Make sure you can list your strongest assets and how you can hit the ground running for the company, what you bring to the table and how it will help their firm immediately and in the future. Make sure you know your weaknesses and how you working to improve them, or how you have over come them. Look for projects that are posted around the office and ask about them, tell them how you could of helped on that project.

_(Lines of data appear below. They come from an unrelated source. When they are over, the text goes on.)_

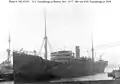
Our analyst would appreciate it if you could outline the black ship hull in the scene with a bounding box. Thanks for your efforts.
[13,52,107,81]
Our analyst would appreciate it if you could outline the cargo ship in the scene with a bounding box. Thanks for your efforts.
[13,11,108,82]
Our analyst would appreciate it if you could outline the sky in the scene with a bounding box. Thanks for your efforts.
[0,0,120,64]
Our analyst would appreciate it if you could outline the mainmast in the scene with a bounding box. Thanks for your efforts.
[44,10,47,60]
[91,32,94,62]
[7,32,11,62]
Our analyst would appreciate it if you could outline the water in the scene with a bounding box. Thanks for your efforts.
[0,81,14,84]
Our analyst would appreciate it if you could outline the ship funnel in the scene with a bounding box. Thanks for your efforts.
[75,46,80,58]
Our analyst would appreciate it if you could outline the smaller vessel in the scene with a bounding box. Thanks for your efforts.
[108,67,120,79]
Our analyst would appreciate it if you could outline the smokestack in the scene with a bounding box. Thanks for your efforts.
[75,46,80,58]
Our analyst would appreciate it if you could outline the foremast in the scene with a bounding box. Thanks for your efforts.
[7,32,11,63]
[44,11,48,60]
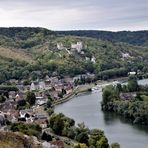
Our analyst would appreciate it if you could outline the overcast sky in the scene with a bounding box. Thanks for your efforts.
[0,0,148,31]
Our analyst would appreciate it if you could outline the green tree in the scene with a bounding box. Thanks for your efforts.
[127,75,139,92]
[111,143,120,148]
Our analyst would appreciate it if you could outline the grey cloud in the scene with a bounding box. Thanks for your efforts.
[0,0,148,30]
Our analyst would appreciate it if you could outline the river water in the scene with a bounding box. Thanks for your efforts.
[55,79,148,148]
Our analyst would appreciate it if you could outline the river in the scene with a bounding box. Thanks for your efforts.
[55,79,148,148]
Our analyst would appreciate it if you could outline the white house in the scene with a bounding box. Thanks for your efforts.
[128,71,136,75]
[57,43,64,50]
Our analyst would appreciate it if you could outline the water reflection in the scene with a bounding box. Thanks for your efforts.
[103,112,148,134]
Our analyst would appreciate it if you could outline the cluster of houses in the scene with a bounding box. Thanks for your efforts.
[57,41,96,63]
[30,76,74,99]
[0,73,95,128]
[0,94,48,128]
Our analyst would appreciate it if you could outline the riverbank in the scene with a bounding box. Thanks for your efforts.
[53,77,127,106]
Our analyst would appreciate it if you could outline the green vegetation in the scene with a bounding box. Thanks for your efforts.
[0,27,148,84]
[49,113,109,148]
[0,131,42,148]
[102,76,148,125]
[57,30,148,45]
[11,122,42,137]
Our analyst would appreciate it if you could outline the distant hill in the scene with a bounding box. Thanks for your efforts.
[0,27,55,48]
[57,30,148,46]
[0,27,148,83]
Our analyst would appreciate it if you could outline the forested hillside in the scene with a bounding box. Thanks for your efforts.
[0,27,148,82]
[57,30,148,46]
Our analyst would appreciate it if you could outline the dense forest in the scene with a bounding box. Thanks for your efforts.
[57,30,148,46]
[0,27,148,83]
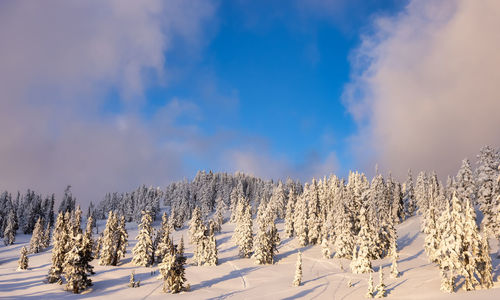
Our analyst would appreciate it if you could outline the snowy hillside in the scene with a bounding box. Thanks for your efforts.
[0,217,500,299]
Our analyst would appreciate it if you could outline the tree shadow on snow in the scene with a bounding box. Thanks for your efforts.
[398,232,419,251]
[191,267,259,290]
[276,245,312,262]
[283,283,327,300]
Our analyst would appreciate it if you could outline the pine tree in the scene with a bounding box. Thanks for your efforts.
[17,247,28,270]
[476,146,500,233]
[158,246,186,293]
[366,272,375,298]
[477,233,493,289]
[189,207,206,265]
[42,222,51,249]
[351,207,376,274]
[293,251,302,286]
[128,271,141,288]
[403,169,417,218]
[99,211,118,266]
[293,190,309,247]
[111,216,128,266]
[30,218,43,253]
[306,179,322,244]
[233,200,253,258]
[47,212,70,284]
[391,239,399,278]
[82,215,95,275]
[375,266,386,298]
[334,204,355,259]
[3,211,16,246]
[203,230,219,266]
[63,234,92,294]
[285,187,297,238]
[132,211,153,267]
[155,213,173,262]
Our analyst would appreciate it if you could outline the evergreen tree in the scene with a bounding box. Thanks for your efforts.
[155,213,174,262]
[233,200,253,258]
[366,272,375,298]
[63,234,92,294]
[351,207,376,274]
[477,233,493,289]
[476,146,500,232]
[285,187,297,238]
[334,204,355,259]
[391,239,399,278]
[47,212,69,284]
[305,179,321,244]
[132,211,153,267]
[203,230,219,266]
[293,188,309,247]
[403,169,417,218]
[3,211,16,246]
[375,266,386,298]
[189,207,206,266]
[17,247,28,270]
[158,245,186,293]
[293,251,302,286]
[30,218,43,253]
[81,215,95,275]
[111,216,128,266]
[128,271,141,288]
[98,211,118,266]
[42,222,51,249]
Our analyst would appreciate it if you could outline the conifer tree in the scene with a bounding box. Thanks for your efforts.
[128,271,141,288]
[42,222,51,249]
[477,233,493,289]
[403,169,417,218]
[293,188,309,247]
[366,272,375,298]
[30,218,43,253]
[63,234,92,294]
[158,245,186,293]
[391,239,399,278]
[155,214,173,262]
[306,179,322,244]
[81,215,95,274]
[189,207,206,265]
[351,207,375,274]
[293,251,302,286]
[476,146,500,232]
[334,204,355,259]
[203,230,219,266]
[111,216,128,266]
[3,211,17,246]
[99,211,118,266]
[285,187,297,238]
[132,211,153,267]
[17,247,28,270]
[375,266,386,298]
[233,200,253,258]
[47,212,69,284]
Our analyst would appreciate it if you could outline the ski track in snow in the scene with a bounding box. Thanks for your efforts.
[228,261,247,289]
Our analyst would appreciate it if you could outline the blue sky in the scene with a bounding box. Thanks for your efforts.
[135,1,404,176]
[0,0,500,203]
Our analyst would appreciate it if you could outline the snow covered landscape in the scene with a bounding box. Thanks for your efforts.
[0,0,500,300]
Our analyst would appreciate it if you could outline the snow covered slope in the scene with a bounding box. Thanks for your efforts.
[0,217,500,300]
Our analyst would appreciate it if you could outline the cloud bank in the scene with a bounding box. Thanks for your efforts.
[343,0,500,176]
[0,0,215,203]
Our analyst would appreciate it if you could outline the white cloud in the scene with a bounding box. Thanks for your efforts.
[344,0,500,175]
[0,0,215,203]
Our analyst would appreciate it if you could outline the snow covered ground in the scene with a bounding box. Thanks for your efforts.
[0,217,500,300]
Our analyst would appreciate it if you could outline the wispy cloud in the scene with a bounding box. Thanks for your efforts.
[344,0,500,175]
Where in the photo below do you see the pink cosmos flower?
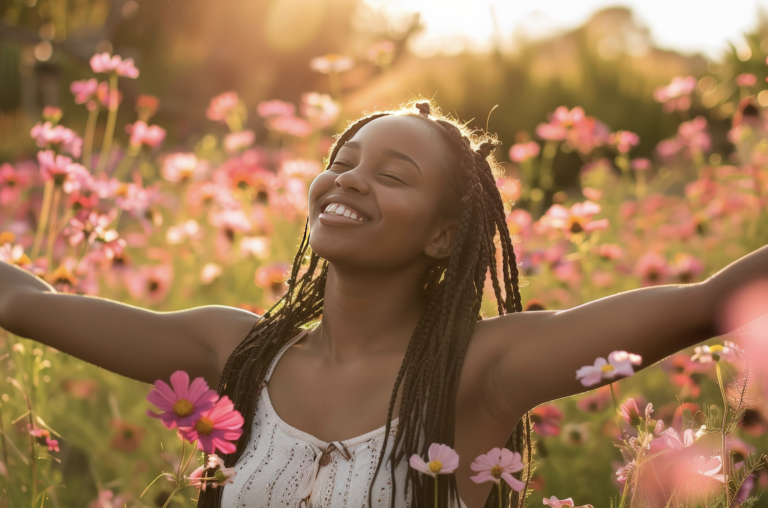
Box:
[653,76,696,113]
[90,53,139,79]
[29,122,83,157]
[224,129,256,154]
[256,100,296,118]
[736,72,757,86]
[531,404,563,436]
[469,448,525,492]
[409,443,459,478]
[69,78,99,104]
[178,394,245,453]
[608,131,640,153]
[309,53,355,74]
[539,201,609,236]
[509,141,541,162]
[266,116,312,138]
[301,92,340,129]
[635,251,670,286]
[205,92,240,121]
[576,351,643,386]
[125,120,165,148]
[542,496,593,508]
[96,81,123,109]
[147,370,218,428]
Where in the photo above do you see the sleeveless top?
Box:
[221,330,466,508]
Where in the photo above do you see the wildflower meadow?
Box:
[0,15,768,508]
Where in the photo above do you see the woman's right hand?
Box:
[0,262,259,389]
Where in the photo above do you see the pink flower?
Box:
[29,122,83,157]
[608,131,640,153]
[736,72,757,86]
[531,404,563,436]
[69,78,99,104]
[576,351,643,386]
[90,53,139,79]
[266,116,312,138]
[469,448,525,492]
[179,394,245,453]
[509,141,541,162]
[301,92,340,129]
[224,130,256,154]
[256,100,296,118]
[409,443,459,478]
[635,251,670,286]
[205,92,240,121]
[147,370,218,428]
[542,496,592,508]
[309,53,355,74]
[125,120,165,148]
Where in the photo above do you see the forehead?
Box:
[350,115,447,165]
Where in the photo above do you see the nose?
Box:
[334,168,370,194]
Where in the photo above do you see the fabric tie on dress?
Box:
[299,441,352,508]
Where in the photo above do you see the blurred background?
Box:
[0,0,768,508]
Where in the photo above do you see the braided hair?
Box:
[198,101,532,508]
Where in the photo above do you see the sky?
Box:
[365,0,768,58]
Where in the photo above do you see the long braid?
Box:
[198,102,531,508]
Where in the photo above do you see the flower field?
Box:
[0,39,768,508]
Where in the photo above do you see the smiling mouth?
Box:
[324,203,368,222]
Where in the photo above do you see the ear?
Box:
[424,222,459,259]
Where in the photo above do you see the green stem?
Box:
[32,179,54,260]
[715,360,731,506]
[435,474,438,508]
[46,185,61,272]
[83,101,99,171]
[96,73,119,173]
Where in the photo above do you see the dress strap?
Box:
[262,328,309,384]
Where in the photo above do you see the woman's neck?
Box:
[310,265,424,362]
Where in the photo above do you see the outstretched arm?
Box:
[481,246,768,416]
[0,262,258,388]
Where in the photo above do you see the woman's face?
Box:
[309,116,456,270]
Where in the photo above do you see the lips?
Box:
[323,203,368,222]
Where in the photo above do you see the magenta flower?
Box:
[542,496,592,508]
[69,78,99,104]
[409,443,459,478]
[469,448,525,492]
[125,120,165,148]
[256,100,296,118]
[147,370,218,428]
[576,351,643,386]
[178,394,245,453]
[90,53,139,79]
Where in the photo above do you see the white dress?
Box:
[221,332,466,508]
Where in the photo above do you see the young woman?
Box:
[0,103,768,508]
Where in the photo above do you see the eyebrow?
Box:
[343,141,423,174]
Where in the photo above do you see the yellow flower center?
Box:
[427,460,443,473]
[173,399,195,416]
[195,417,213,436]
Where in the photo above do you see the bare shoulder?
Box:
[172,305,261,388]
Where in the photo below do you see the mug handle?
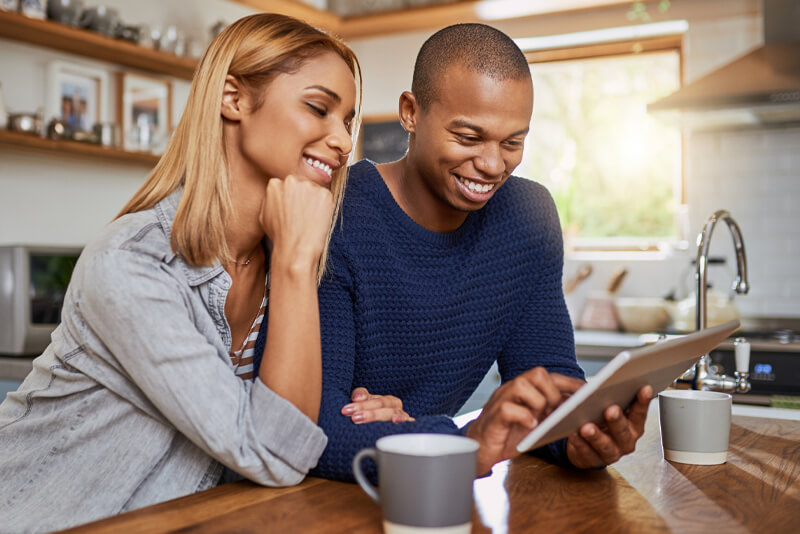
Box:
[353,449,381,504]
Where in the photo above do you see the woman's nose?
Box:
[327,120,353,156]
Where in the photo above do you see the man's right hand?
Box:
[466,367,585,474]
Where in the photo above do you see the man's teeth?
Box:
[461,178,494,193]
[306,158,333,176]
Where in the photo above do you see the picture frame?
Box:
[45,61,109,132]
[117,71,172,154]
[355,113,408,163]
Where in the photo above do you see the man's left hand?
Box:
[567,386,653,469]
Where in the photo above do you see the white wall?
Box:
[0,0,252,246]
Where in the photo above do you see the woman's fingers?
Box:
[260,175,334,261]
[350,408,414,425]
[341,387,414,424]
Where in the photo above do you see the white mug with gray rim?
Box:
[353,434,479,534]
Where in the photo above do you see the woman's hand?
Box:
[260,175,334,267]
[342,388,414,425]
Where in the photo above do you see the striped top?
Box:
[231,273,269,380]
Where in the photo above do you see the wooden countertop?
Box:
[59,403,800,534]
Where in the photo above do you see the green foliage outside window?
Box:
[516,52,681,238]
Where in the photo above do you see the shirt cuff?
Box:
[250,378,328,473]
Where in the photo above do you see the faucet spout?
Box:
[674,210,750,393]
[695,210,750,330]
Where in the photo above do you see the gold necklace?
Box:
[231,243,261,267]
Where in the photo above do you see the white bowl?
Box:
[614,297,670,333]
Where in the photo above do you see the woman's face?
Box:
[233,51,356,187]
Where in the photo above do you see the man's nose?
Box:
[474,143,506,177]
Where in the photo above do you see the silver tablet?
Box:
[517,321,739,452]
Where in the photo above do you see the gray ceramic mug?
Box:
[353,434,479,534]
[658,389,732,465]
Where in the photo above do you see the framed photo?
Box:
[354,113,408,163]
[45,61,108,131]
[117,72,172,154]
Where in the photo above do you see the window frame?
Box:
[523,34,688,257]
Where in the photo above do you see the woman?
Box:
[0,14,360,532]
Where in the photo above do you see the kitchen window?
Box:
[518,37,685,253]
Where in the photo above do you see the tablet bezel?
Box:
[517,321,740,452]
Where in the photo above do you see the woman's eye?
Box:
[306,104,328,117]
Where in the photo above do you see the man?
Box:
[313,24,652,480]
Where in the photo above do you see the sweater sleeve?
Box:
[497,188,585,466]
[310,247,462,481]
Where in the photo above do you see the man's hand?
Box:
[567,386,653,469]
[466,367,584,474]
[342,388,414,424]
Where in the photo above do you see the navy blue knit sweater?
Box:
[265,161,583,480]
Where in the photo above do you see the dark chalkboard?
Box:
[361,120,408,163]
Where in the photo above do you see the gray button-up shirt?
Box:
[0,190,327,532]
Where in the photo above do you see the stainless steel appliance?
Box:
[709,318,800,404]
[0,245,81,355]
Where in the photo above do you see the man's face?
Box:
[409,65,533,221]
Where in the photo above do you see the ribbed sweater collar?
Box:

Overall just be yourselfDecember 21, 2010 at 3:00 pm #166194mark fosterParticipant
The two best questions a job-seeker has ever asked me:
1. At the conclusion of the interview, I thanked her and let her know I had several more people to interview and would get back to her blah blah blah. She said that she understood and thanked me for the opportunity, and then she asked “Is there anything from this interview that you think I should read or work on in preparation for this position” She was not the strongest candidate I interviewed that day, but she got the job.
2. Toward the end of an interview, I had some reservations about the candidate–he had most of what we needed but not the whole package. Apparantly sensing this he asked” I believe I would like to work here and I know I could make a valuable contribution, but we don’t really know how this is going to work out– what if come to work for you for a couple of months and we see how it goes? He got the job, and at the end of two months I gave him more $ than I offered him during the interview, and he stayed with us for 8 years.
I hope this helps. Congratulations and good luck!December 21, 2010 at 3:49 pm #166193Amit PandyaParticipant
Thank You All,
This is some really good stuff to know and consider. I found this site to be very helpful not only in job searches but other avenues of the profession as well, Land8 does a great job with current topics and issues and I am very happy to be part of such a distinct group. And to have other professionals comment and give their insight is only beneficial to my professional growth and development. So thanks again!!!
AmitDecember 21, 2010 at 4:55 pm #166192Lorna AllenParticipant
Hi Amy, Great advice… I hope you are still enjoying NY! Happy Holidays, LornaDecember 21, 2010 at 9:50 pm #166191Rob HalpernParticipant
I agree.. that’s very important. If it feels like a good working relationship that earns you lots of “points.” Sometimes listening is more impressive than speaking (and a bit rare these days)December 26, 2010 at 5:07 am #166190Peter GravesParticipant
great input….good to hear from actual interviews that went well.